西村康稔経済財政・再生相が専門家で構成する基本的対処方針分科会に政府案を諮った。「感染力の強いインド型(デルタ型)がまん延し、重症者数も急激に増加している。医療状況は厳しい」と指摘した。認められれば25日午後に開く政府対策本部で正式に決める。
新たに宣言を出すのは北海道・宮城・愛知・岐阜・三重・滋賀・岡山・広島の8道県で重点措置から切り替える。東京・埼玉・千葉・神奈川・群馬・茨城・栃木・静岡・大阪・京都・兵庫・福岡・沖縄の13都府県は継続する。

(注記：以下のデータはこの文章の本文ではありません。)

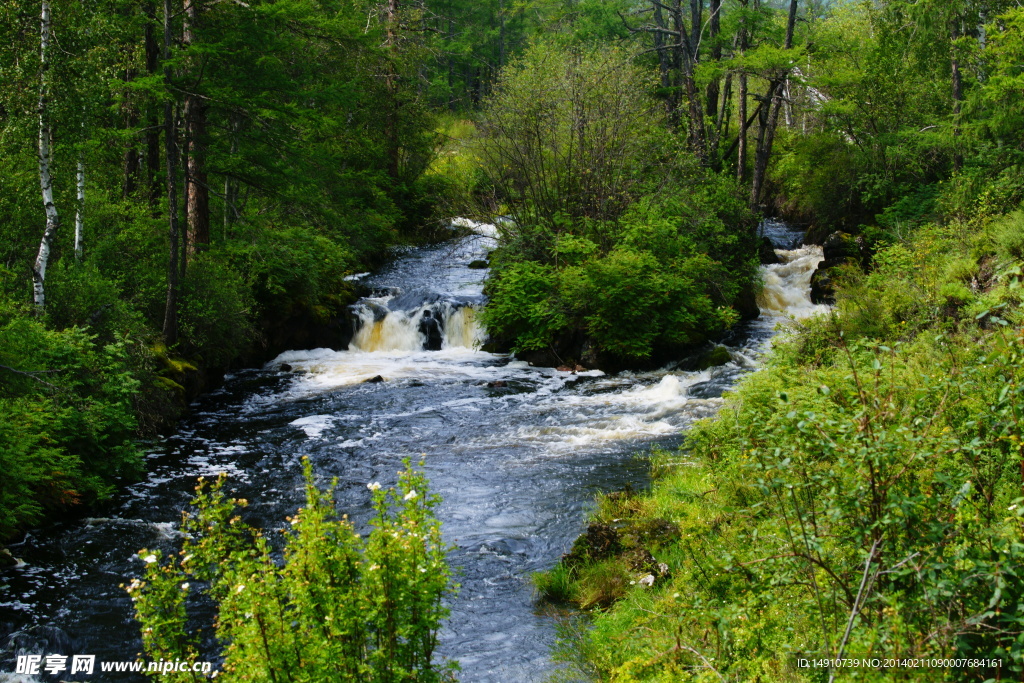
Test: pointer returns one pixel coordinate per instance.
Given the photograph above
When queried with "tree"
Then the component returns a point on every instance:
(45, 160)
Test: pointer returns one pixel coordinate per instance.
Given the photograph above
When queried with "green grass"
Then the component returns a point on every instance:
(887, 436)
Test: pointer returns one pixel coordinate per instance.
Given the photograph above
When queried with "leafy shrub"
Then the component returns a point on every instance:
(216, 310)
(340, 607)
(67, 419)
(79, 295)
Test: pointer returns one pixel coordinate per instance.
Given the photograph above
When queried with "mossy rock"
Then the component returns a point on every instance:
(170, 386)
(601, 542)
(6, 559)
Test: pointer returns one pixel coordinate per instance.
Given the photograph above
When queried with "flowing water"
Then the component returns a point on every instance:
(517, 453)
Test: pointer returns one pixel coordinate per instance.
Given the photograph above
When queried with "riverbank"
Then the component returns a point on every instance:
(859, 496)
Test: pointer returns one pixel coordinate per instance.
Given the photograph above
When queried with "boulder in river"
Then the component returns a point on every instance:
(766, 251)
(840, 249)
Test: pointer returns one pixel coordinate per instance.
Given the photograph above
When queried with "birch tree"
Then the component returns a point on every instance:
(45, 161)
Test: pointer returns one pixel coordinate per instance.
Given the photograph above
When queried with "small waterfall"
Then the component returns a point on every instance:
(787, 285)
(430, 327)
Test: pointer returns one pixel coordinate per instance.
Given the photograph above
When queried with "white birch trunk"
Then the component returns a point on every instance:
(80, 210)
(45, 157)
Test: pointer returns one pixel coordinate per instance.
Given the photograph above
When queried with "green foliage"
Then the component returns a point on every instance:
(640, 250)
(67, 418)
(859, 496)
(216, 311)
(340, 606)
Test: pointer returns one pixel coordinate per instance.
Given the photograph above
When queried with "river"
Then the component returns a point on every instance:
(517, 454)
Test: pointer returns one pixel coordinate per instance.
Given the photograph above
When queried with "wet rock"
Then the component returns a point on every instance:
(652, 531)
(717, 355)
(430, 328)
(599, 543)
(840, 249)
(640, 559)
(6, 559)
(747, 303)
(822, 290)
(706, 390)
(766, 251)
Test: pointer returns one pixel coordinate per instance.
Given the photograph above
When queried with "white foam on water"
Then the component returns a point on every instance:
(313, 425)
(786, 285)
(486, 229)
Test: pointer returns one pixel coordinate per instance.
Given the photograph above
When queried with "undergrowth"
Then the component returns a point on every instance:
(861, 496)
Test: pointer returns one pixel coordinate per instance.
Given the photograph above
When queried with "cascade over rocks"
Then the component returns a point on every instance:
(840, 249)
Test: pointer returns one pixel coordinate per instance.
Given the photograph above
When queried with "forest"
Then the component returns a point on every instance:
(188, 187)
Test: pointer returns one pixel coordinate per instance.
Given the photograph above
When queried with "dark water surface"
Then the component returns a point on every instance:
(517, 454)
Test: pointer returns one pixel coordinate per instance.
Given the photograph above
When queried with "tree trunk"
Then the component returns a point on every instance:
(45, 159)
(230, 184)
(957, 91)
(132, 158)
(391, 79)
(771, 105)
(80, 210)
(153, 119)
(741, 132)
(170, 138)
(197, 180)
(716, 55)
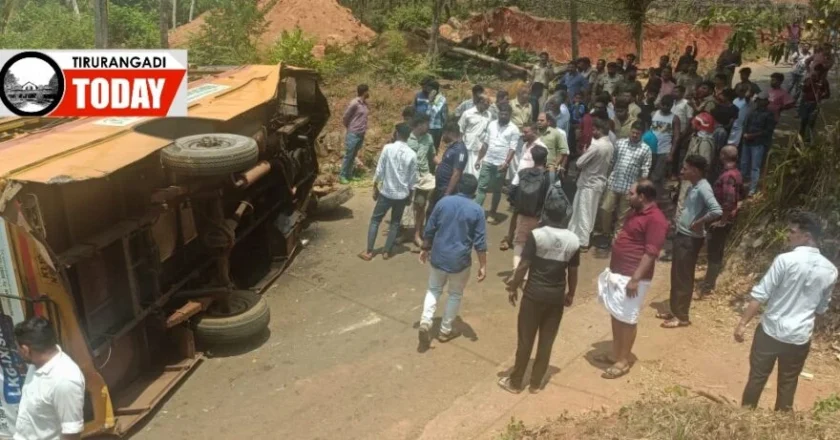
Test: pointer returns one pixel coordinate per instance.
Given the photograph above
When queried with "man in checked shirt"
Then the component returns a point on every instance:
(631, 162)
(729, 191)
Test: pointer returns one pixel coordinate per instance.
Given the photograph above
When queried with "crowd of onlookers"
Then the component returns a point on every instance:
(587, 156)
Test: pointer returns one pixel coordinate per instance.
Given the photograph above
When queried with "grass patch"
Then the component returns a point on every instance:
(684, 416)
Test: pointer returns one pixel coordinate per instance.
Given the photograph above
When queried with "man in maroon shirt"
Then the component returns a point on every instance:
(622, 287)
(729, 190)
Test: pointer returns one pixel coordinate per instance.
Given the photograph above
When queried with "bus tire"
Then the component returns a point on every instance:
(250, 318)
(206, 155)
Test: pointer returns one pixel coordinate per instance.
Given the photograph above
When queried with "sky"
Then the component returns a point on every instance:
(32, 70)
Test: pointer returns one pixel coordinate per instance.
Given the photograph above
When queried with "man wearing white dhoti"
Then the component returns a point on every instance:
(594, 164)
(622, 287)
(473, 124)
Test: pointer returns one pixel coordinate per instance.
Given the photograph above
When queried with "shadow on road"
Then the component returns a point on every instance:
(459, 326)
(552, 370)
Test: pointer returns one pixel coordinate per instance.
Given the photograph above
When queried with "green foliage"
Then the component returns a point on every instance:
(52, 25)
(230, 34)
(338, 61)
(47, 25)
(514, 430)
(521, 57)
(747, 24)
(409, 17)
(830, 404)
(293, 48)
(397, 62)
(131, 27)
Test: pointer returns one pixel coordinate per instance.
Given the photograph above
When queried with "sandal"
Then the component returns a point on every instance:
(446, 337)
(615, 372)
(675, 323)
(603, 358)
(505, 384)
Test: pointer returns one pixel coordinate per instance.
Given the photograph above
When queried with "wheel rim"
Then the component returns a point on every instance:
(209, 142)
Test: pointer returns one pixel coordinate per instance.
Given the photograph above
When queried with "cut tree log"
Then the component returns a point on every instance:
(488, 59)
(449, 47)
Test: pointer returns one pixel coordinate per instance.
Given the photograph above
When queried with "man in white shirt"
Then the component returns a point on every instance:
(742, 102)
(473, 125)
(495, 157)
(51, 407)
(797, 286)
(396, 174)
(594, 164)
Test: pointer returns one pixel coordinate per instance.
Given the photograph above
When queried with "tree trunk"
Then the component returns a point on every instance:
(433, 47)
(163, 24)
(519, 70)
(573, 25)
(100, 23)
(639, 36)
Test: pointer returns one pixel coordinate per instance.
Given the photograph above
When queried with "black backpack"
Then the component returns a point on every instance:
(531, 191)
(556, 200)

重点措置は高知、佐賀、長崎、宮崎の4県に広げる。現在対象の福島・石川・山梨・富山・香川・愛媛・熊本・鹿児島と合わせて12県になる。
政府は混雑した場所への外出機会の半減を求める。百貨店やショッピングセンターなど大型商業施設に入場制限を要請する。人と人の接触を減らす観点から1千平方メートルを超える大型商業施設の人数管理や制限を徹底する。

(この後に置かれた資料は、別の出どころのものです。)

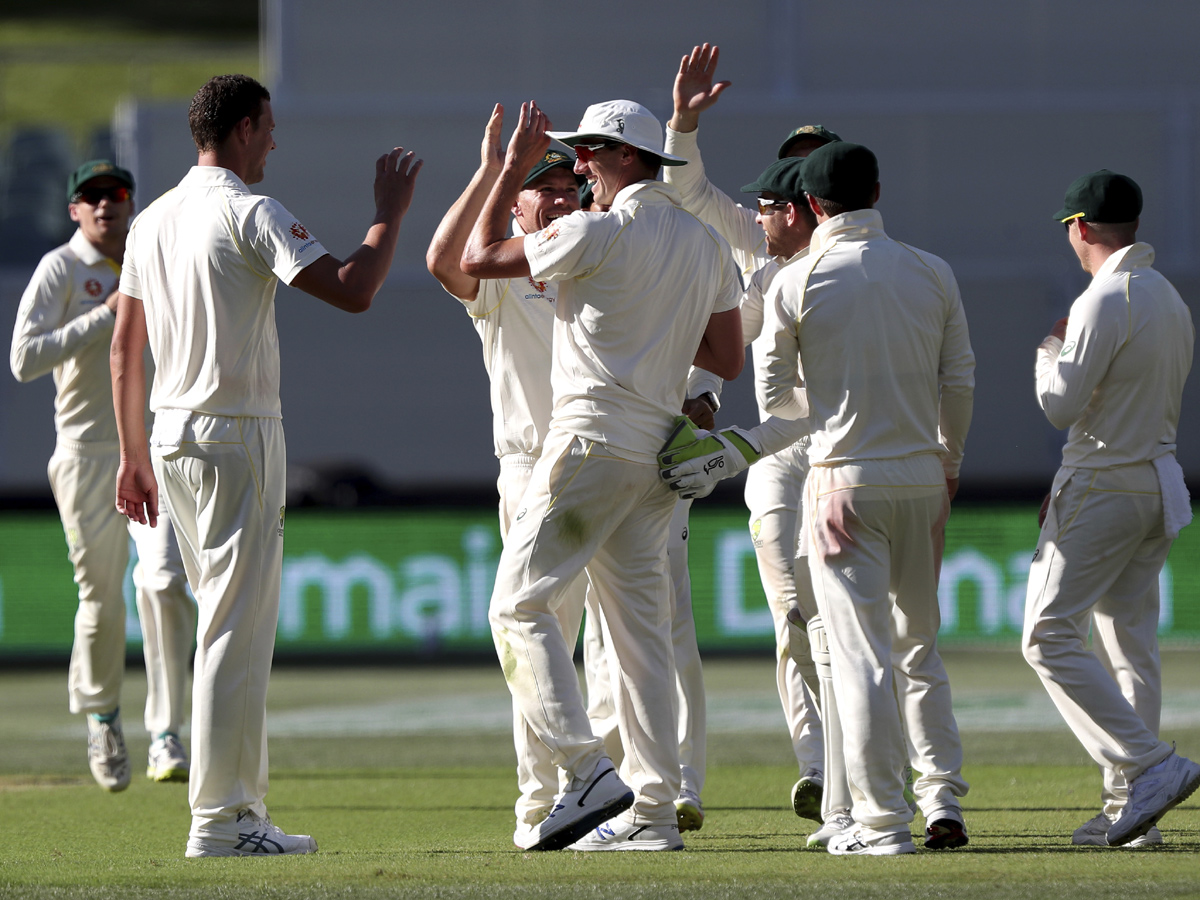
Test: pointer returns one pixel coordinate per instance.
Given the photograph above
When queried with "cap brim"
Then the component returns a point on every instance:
(571, 138)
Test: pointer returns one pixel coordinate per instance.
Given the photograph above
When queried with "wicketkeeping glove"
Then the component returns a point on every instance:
(694, 460)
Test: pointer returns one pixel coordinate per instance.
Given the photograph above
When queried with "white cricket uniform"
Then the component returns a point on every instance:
(774, 485)
(205, 259)
(65, 327)
(879, 331)
(515, 322)
(637, 286)
(1117, 503)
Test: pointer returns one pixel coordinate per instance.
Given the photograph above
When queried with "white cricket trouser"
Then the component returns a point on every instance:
(1098, 558)
(689, 671)
(873, 527)
(538, 778)
(83, 478)
(585, 508)
(774, 492)
(226, 489)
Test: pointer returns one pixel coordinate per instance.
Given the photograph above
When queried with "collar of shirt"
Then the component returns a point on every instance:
(647, 193)
(84, 249)
(213, 177)
(859, 225)
(1132, 257)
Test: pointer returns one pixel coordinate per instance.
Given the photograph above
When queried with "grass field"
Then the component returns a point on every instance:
(405, 777)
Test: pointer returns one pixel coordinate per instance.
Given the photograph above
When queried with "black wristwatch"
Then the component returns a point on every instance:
(711, 399)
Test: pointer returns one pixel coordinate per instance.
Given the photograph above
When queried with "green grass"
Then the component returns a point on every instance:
(429, 814)
(72, 75)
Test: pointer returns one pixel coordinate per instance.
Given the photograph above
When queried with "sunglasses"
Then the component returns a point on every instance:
(767, 207)
(586, 151)
(93, 196)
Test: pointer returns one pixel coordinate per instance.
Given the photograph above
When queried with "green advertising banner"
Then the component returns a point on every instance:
(418, 581)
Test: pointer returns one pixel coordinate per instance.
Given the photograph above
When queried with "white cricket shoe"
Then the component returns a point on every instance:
(1152, 795)
(835, 825)
(619, 834)
(1095, 833)
(256, 837)
(107, 757)
(863, 841)
(582, 807)
(168, 760)
(689, 811)
(807, 795)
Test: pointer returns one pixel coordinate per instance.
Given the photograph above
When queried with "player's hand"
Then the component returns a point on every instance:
(395, 181)
(137, 492)
(491, 153)
(529, 142)
(693, 461)
(694, 88)
(701, 414)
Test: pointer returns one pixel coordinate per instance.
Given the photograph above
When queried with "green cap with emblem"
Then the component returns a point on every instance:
(817, 132)
(552, 160)
(784, 177)
(1102, 197)
(96, 168)
(843, 173)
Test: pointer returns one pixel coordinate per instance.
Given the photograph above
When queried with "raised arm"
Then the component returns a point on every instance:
(352, 285)
(489, 253)
(137, 491)
(444, 256)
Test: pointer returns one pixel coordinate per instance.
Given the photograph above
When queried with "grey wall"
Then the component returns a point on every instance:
(981, 115)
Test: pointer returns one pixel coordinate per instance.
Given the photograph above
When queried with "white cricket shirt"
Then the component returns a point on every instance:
(1117, 378)
(63, 325)
(205, 259)
(515, 321)
(636, 287)
(879, 331)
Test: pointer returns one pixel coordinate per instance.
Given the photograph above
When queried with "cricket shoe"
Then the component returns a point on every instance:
(1152, 795)
(863, 841)
(107, 757)
(835, 825)
(256, 837)
(168, 760)
(946, 834)
(1095, 833)
(619, 834)
(689, 811)
(807, 795)
(585, 804)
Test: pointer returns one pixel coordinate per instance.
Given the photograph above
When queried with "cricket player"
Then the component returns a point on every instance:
(885, 461)
(1113, 372)
(774, 486)
(201, 271)
(515, 321)
(645, 291)
(65, 327)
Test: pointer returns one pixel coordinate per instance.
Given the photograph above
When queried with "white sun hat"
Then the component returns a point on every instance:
(624, 121)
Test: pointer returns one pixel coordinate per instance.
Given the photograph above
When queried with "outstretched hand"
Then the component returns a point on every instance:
(529, 141)
(395, 181)
(694, 88)
(491, 153)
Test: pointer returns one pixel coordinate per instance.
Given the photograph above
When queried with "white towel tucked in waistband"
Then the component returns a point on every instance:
(1176, 502)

新型コロナに対応する特別措置法に基づき、都道府県知事の要請に店舗が応じなければ命令に切り替えることもできる。土日の休業など、感染状況に応じた上乗せ措置も可能だ。
飲食店は営業時間を午後8時までに短縮するよう求め、酒類提供は宣言地域で一律停止する。重点措置地域でも原則停止とする。地域の感染が「下降傾向にある」と知事が判断すれば感染対策を徹底する条件で午後7時まで提供可能とする。
菅義偉首相は24日、田村憲久厚生労働相ら関係閣僚と対応を協議した。その後、記者団にインド型の変異ウイルスの感染拡大防止に全力をあげると強調した。「徹底して対応していきたい」と述べた。
政府は医療提供体制の構築、感染防止、ワクチン接種を「3本柱」に据える。臨時の医療施設の確保や酸素ステーションの設置に取り組む。重症化を防ぐための中和抗体薬の使用拡大も進める。